Bütün saâdetlerin başı, Sevgili Peygamberimize tâbi olmaktır

Cenâb-ı Hakk’ın, “İlk Peygamber” Hazret-i Âdem (aleyhisselâm)dan başlayarak, “son Peygamber” olan Hazret-i Muhammed (aleyhisselâm)a gelinceye kadar her asırda, dünyânın her tarafındaki insanlar arasından en iyi, en üstün olarak seçtiği bir zâta (bir Peygambere), bir “melek”le [“Cebrâîl” aleyhisselâm’la] haber göndererek, kendi varlığını, isimlerini ve sıfatlarını bildirmiş olduğu ma’lûmdur.

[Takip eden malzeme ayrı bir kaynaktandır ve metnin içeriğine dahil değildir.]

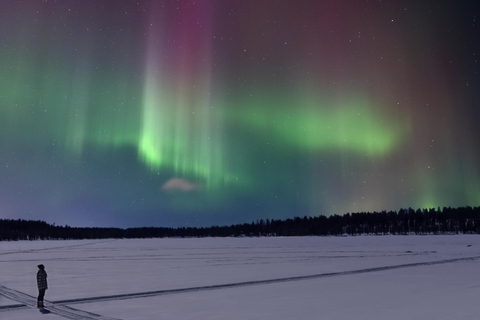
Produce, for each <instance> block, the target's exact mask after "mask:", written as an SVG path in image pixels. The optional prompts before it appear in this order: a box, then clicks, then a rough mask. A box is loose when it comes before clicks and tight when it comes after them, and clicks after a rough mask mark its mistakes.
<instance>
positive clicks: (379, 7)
mask: <svg viewBox="0 0 480 320" xmlns="http://www.w3.org/2000/svg"><path fill="white" fill-rule="evenodd" d="M1 4H2V7H1V10H0V218H8V219H17V218H22V219H35V220H44V221H47V222H50V223H56V224H61V225H64V224H68V225H70V226H115V227H135V226H173V227H176V226H210V225H225V224H234V223H243V222H251V221H254V220H257V219H267V218H268V219H285V218H289V217H295V216H302V217H303V216H317V215H320V214H323V215H332V214H344V213H347V212H362V211H381V210H398V209H400V208H408V207H412V208H415V209H416V208H437V207H444V206H447V207H448V206H451V207H458V206H467V205H469V206H478V205H480V165H479V163H480V142H479V138H480V125H479V119H480V105H479V104H480V90H479V88H480V87H479V86H480V77H479V70H480V68H479V63H478V59H479V58H480V35H479V32H478V26H477V23H478V22H477V19H480V10H479V5H477V4H476V2H475V1H453V0H452V1H447V0H423V1H417V0H411V1H405V0H397V1H393V0H391V1H388V0H383V1H382V0H370V1H367V0H342V1H337V0H317V1H311V0H295V1H293V0H292V1H289V0H277V1H275V0H195V1H192V0H178V1H175V0H157V1H153V0H134V1H130V0H115V1H114V0H82V1H79V0H62V1H54V0H43V1H41V0H22V1H20V0H9V1H1Z"/></svg>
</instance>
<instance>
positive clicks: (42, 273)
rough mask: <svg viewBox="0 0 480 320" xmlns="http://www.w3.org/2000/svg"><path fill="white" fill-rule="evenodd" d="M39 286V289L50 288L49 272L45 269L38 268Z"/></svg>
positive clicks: (38, 281)
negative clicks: (48, 287)
mask: <svg viewBox="0 0 480 320" xmlns="http://www.w3.org/2000/svg"><path fill="white" fill-rule="evenodd" d="M37 286H38V290H41V289H48V285H47V272H45V270H38V272H37Z"/></svg>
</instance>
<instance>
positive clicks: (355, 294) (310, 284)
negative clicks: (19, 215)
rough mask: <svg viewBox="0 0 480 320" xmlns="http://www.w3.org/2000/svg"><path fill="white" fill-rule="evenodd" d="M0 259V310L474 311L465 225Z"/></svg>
mask: <svg viewBox="0 0 480 320" xmlns="http://www.w3.org/2000/svg"><path fill="white" fill-rule="evenodd" d="M40 263H43V264H44V265H45V267H46V271H47V273H48V282H49V290H47V293H46V304H47V306H48V309H50V311H51V313H50V314H46V315H44V314H41V313H40V312H39V311H38V310H37V309H36V308H35V306H36V295H37V288H36V279H35V277H36V272H37V267H36V266H37V265H38V264H40ZM0 268H1V276H0V319H9V320H25V319H28V320H35V319H45V318H48V319H51V320H56V319H100V320H112V319H124V320H126V319H139V320H140V319H149V320H150V319H152V320H153V319H176V320H177V319H181V320H184V319H185V320H187V319H192V320H193V319H195V320H203V319H208V320H211V319H222V320H226V319H228V320H230V319H232V320H236V319H239V320H240V319H242V320H246V319H255V320H259V319H262V320H263V319H275V320H284V319H302V320H303V319H356V320H364V319H365V320H366V319H368V320H375V319H382V320H385V319H402V320H404V319H422V320H424V319H435V320H438V319H449V320H450V319H456V320H461V319H480V303H478V301H479V297H480V272H479V270H480V236H474V235H470V236H467V235H458V236H453V235H451V236H361V237H303V238H239V239H234V238H207V239H148V240H107V241H105V240H103V241H93V240H88V241H87V240H85V241H35V242H26V241H25V242H23V241H21V242H0Z"/></svg>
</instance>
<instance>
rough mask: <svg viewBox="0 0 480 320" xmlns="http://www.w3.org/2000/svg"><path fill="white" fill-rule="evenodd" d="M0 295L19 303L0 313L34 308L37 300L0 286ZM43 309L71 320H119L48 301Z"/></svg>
mask: <svg viewBox="0 0 480 320" xmlns="http://www.w3.org/2000/svg"><path fill="white" fill-rule="evenodd" d="M0 295H3V296H4V297H6V298H8V299H10V300H14V301H17V302H19V303H21V304H20V305H18V304H17V305H10V306H1V307H0V311H13V310H18V309H24V308H27V307H30V308H36V304H37V298H36V297H33V296H31V295H28V294H26V293H23V292H20V291H17V290H14V289H11V288H7V287H4V286H0ZM45 307H46V308H47V309H48V310H49V311H50V312H51V313H53V314H56V315H58V316H61V317H64V318H67V319H72V320H81V319H85V320H120V319H118V318H111V317H105V316H102V315H99V314H95V313H92V312H87V311H82V310H78V309H74V308H72V307H69V306H65V305H61V304H60V305H57V304H56V303H52V302H48V301H45Z"/></svg>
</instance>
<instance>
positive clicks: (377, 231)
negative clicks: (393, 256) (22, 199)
mask: <svg viewBox="0 0 480 320" xmlns="http://www.w3.org/2000/svg"><path fill="white" fill-rule="evenodd" d="M459 233H462V234H467V233H468V234H480V207H474V208H472V207H461V208H443V209H440V208H438V209H428V210H427V209H423V210H421V209H418V210H413V209H411V208H409V209H400V210H399V211H398V212H397V211H388V212H387V211H382V212H372V213H370V212H362V213H352V214H345V215H342V216H339V215H333V216H329V217H326V216H318V217H304V218H294V219H287V220H269V219H266V220H257V221H255V222H252V223H245V224H237V225H232V226H212V227H207V228H162V227H144V228H128V229H121V228H73V227H70V226H68V225H67V226H56V225H55V224H53V225H51V224H48V223H46V222H44V221H29V220H6V219H0V241H2V240H4V241H5V240H69V239H106V238H127V239H128V238H167V237H180V238H189V237H244V236H247V237H260V236H341V235H362V234H370V235H387V234H391V235H407V234H459Z"/></svg>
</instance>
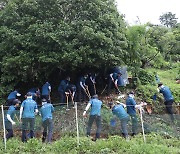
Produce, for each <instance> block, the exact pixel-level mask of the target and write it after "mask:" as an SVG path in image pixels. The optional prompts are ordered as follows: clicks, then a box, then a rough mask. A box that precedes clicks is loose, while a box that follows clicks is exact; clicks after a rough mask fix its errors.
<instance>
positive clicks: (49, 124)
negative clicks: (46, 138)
mask: <svg viewBox="0 0 180 154" xmlns="http://www.w3.org/2000/svg"><path fill="white" fill-rule="evenodd" d="M52 112H54V107H53V105H52V104H50V103H45V104H43V106H42V107H41V109H40V113H41V116H42V126H43V129H44V130H43V137H42V142H45V140H46V137H47V132H48V138H47V141H48V142H51V139H52V133H53V120H52V119H53V116H52Z"/></svg>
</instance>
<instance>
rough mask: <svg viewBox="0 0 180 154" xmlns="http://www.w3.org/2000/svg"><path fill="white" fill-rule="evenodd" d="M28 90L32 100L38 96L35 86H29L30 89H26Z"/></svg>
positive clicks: (38, 91) (36, 89)
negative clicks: (30, 94) (31, 96)
mask: <svg viewBox="0 0 180 154" xmlns="http://www.w3.org/2000/svg"><path fill="white" fill-rule="evenodd" d="M28 92H31V94H32V99H33V100H34V101H36V100H37V97H38V96H39V97H40V91H39V90H38V89H37V88H31V89H29V90H28Z"/></svg>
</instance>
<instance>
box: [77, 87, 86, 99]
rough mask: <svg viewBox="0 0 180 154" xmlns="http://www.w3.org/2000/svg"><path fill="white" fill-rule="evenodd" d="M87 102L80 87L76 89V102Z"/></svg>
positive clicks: (84, 96) (83, 92)
mask: <svg viewBox="0 0 180 154" xmlns="http://www.w3.org/2000/svg"><path fill="white" fill-rule="evenodd" d="M86 100H87V95H86V93H85V91H84V89H83V88H82V87H78V88H77V101H78V102H81V101H86Z"/></svg>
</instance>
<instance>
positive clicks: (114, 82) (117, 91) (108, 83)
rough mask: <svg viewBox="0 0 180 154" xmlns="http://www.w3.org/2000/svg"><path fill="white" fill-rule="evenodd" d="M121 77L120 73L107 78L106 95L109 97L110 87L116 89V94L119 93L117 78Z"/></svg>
mask: <svg viewBox="0 0 180 154" xmlns="http://www.w3.org/2000/svg"><path fill="white" fill-rule="evenodd" d="M120 76H121V73H120V72H118V73H116V72H114V73H111V74H110V75H109V77H108V89H107V95H108V96H109V94H110V91H111V89H112V86H113V87H114V88H115V89H116V93H120V91H119V88H118V80H119V77H120Z"/></svg>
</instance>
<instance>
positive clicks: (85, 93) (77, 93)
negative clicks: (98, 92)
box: [77, 74, 90, 102]
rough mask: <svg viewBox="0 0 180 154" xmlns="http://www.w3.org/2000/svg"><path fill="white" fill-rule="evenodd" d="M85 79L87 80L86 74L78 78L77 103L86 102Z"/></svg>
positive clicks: (85, 82) (86, 91)
mask: <svg viewBox="0 0 180 154" xmlns="http://www.w3.org/2000/svg"><path fill="white" fill-rule="evenodd" d="M86 79H87V74H84V75H83V76H81V77H80V79H79V81H78V83H77V101H78V102H81V101H86V100H87V95H88V93H87V90H86V89H87V88H88V86H87V85H86ZM88 97H90V96H88Z"/></svg>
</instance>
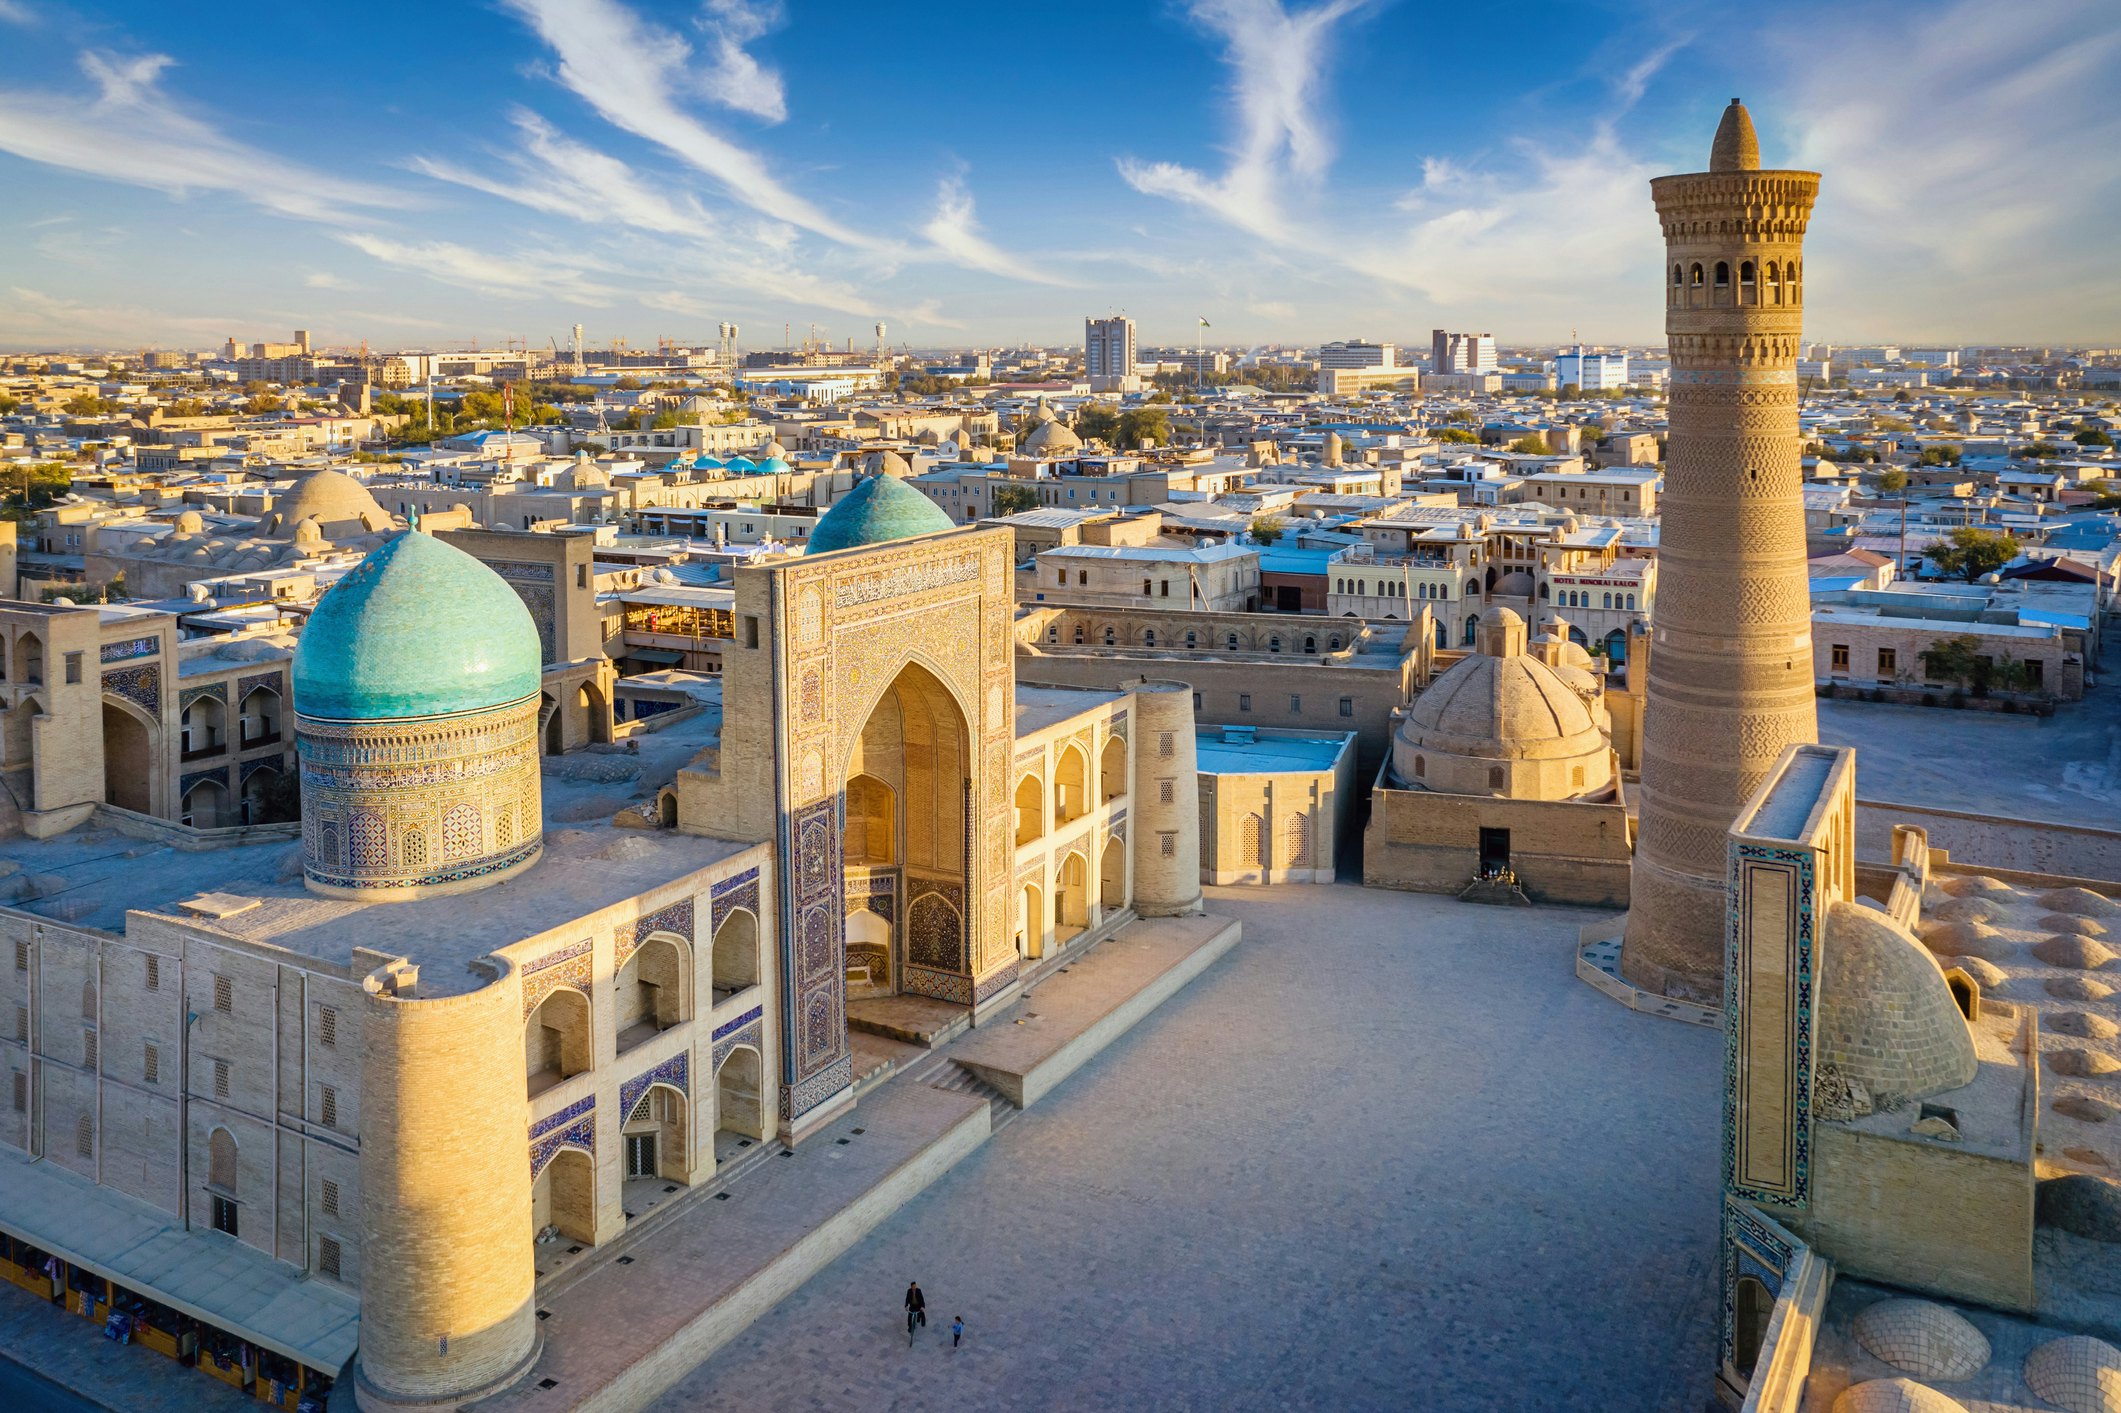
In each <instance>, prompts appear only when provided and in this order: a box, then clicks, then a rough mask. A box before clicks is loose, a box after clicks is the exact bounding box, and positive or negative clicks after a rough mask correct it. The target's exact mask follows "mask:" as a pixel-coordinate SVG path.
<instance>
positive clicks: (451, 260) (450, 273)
mask: <svg viewBox="0 0 2121 1413" xmlns="http://www.w3.org/2000/svg"><path fill="white" fill-rule="evenodd" d="M339 240H344V242H346V244H350V246H352V248H354V250H361V252H363V255H367V257H369V259H373V261H380V263H384V265H390V267H395V269H407V272H414V274H424V276H428V278H431V280H441V282H443V284H456V286H460V289H471V291H477V293H481V295H492V297H496V299H560V301H566V303H588V306H609V303H613V301H615V299H619V297H621V293H624V291H621V289H619V286H617V284H611V282H609V280H604V278H598V276H602V274H607V272H602V269H598V267H596V265H594V263H590V261H583V259H581V257H577V255H571V252H564V250H520V252H513V255H505V252H498V250H475V248H471V246H462V244H456V242H454V240H399V238H392V235H378V233H371V231H341V233H339Z"/></svg>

Târihi inceleyecek olursak, insanların, önlerinde Yüce Allah’ın gönderdiği bir “Peygamber, rehber, mürşid, yol gösterici” olmadan kendi başlarına gittiklerinde, hep yanlış yollara saptıklarını görürüz.
İslâm âlimlerinin buyurdukları gibi, saâdetlerin başı, Sevgili Peygamberimiz Muhammed aleyhisselâmı tanımak, sevmek, O’na îmân etmek, tâbi’ ve teslîm olmaktır. İki cihân saâdetine kavuşmak, ancak ve yalnız, dünyâ ve âhıretin Efendisi olan Muhammed aleyhisselâma tâbi’ olmaya bağlıdır. Ona tâbi’ olmak demek, onun tarîf ettiği şekilde îmân etmek ve onun getirdiği ahkâm-ı İslâmiyyeyi öğrenmek ve yapmak demektir.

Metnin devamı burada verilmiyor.